![Bill Nighy, About Time, Domhnall Gleeson](https://sleeplessthought.wordpress.com/wp-content/uploads/2013/11/about-time-movie-still-domnhall-gleeson-880x586.jpg?w=474)
When I turned 21, I’m fairly certain my father wished me a Happy Birthday. It would be very unlike him to do otherwise, so I’m sure it’s so. Truth be told, I don’t quite recall it and it’s not that I got slogged and woke up in a 7-11. It was…ordinary. My father certainly didn’t tell me that all the male members of my family, at the age of 21, could travel through time.
That talk between Bill Nighy and Domnhall Gleeson is what begins the dramedy that is About Time. It’s not a super power. “It’s not as if I can go back and kill Hitler or shag Helen of Troy,” Nighy explains. He’s mostly used it to read. Everything. Twice. It comes in quite handy, traveling back a few minutes or a few months. Undo a bad decision; forgo a gaffe. Gleeson has to employ it quite a bit to get things right when his character meets the love of his life in Rachel McAdams (always good, usually horrible movie, so happy not the case).
![Rachel McAdams, Domnhall Gleeson, About Time](https://sleeplessthought.wordpress.com/wp-content/uploads/2013/11/abouttime-still4.jpg?w=474)
If you’ve seen the marketing for the film, you’ll know it’s by Richard Curtis, who wrote and directed Love Actually, which crept into my favorite films list as it did many people who’ve discovered it after the fact. The film is marketed as a romantic comedy and it’s not. To label it as a simple romantic comedy is what studio marketing departments do because it’s far more difficult to sum up in a few shots that this film is about exactly what it says: time. How we spend it, whom we spend it with, how it can be egregiously wasted, and-ultimately-how best to parse it out over the course of a lifetime.
Domnhall Gleeson (son of veteran actor Brendan Gleeson) is immensely likable and remarkably capable carrying the film on his back given that his only prior screen experience was playing Charlie Weasley in the last few Harry Potter movies.
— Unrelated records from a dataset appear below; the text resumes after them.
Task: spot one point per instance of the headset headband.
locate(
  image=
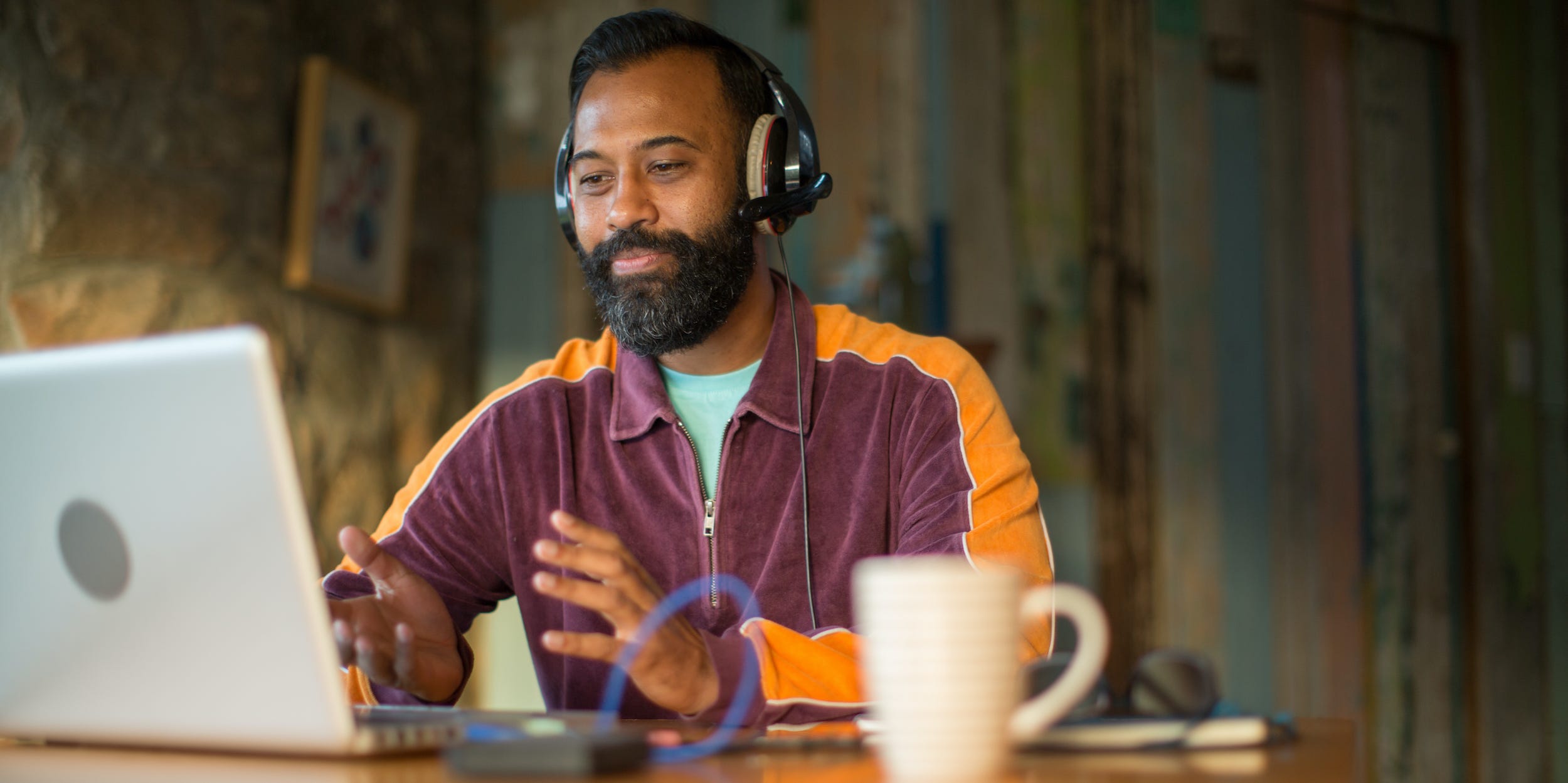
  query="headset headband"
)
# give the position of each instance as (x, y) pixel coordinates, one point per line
(803, 184)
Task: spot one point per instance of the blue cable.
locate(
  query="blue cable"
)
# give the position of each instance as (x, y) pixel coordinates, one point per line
(750, 675)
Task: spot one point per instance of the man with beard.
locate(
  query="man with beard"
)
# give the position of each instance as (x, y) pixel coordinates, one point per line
(667, 450)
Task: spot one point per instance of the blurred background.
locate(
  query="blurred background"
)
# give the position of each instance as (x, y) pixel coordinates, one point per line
(1274, 290)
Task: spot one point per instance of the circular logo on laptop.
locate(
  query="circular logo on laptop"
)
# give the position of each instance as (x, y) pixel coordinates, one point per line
(95, 550)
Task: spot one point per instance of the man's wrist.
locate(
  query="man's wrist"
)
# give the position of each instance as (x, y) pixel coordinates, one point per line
(728, 656)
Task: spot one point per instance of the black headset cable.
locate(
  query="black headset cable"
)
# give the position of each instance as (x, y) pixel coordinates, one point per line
(800, 423)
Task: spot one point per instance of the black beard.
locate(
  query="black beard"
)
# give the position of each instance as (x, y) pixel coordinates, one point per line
(667, 310)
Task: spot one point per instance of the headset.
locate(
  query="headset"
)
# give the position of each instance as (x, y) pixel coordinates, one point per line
(783, 184)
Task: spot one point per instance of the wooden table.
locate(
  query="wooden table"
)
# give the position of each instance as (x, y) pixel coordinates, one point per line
(1328, 750)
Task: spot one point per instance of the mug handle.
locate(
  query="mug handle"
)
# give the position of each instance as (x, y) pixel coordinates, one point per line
(1089, 660)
He’s funny and earnest, extremely awkward and ultimately believable. The movie chronicles his life, his relationship with his Mary (McAdams) and with his father (Nighy, funny and wonderful). It’s really an ordinary life, but most of us have those. We just seldom realize how precious moments are until faced with TIME. If we did, we’d probably duck into a closet, squeeze our eyes tightly shut and concentrate on the time and place we’d like to revisit. I’d be lying if I said I didn’t try it when I got home.
![Domnhall Gleeson, Rachel McAdams, About Time](https://sleeplessthought.wordpress.com/wp-content/uploads/2013/11/about-time.jpg?w=474)
It’s not as funny as Love Actually, but it is devastatingly likable. I mean both of those descriptors quite literally. These are characters you grow to like terribly over the course of the film and time’s course is ultimately not kind to any of us. That’s what makes our journey through it so treacherously particular. This was an unexpected gem.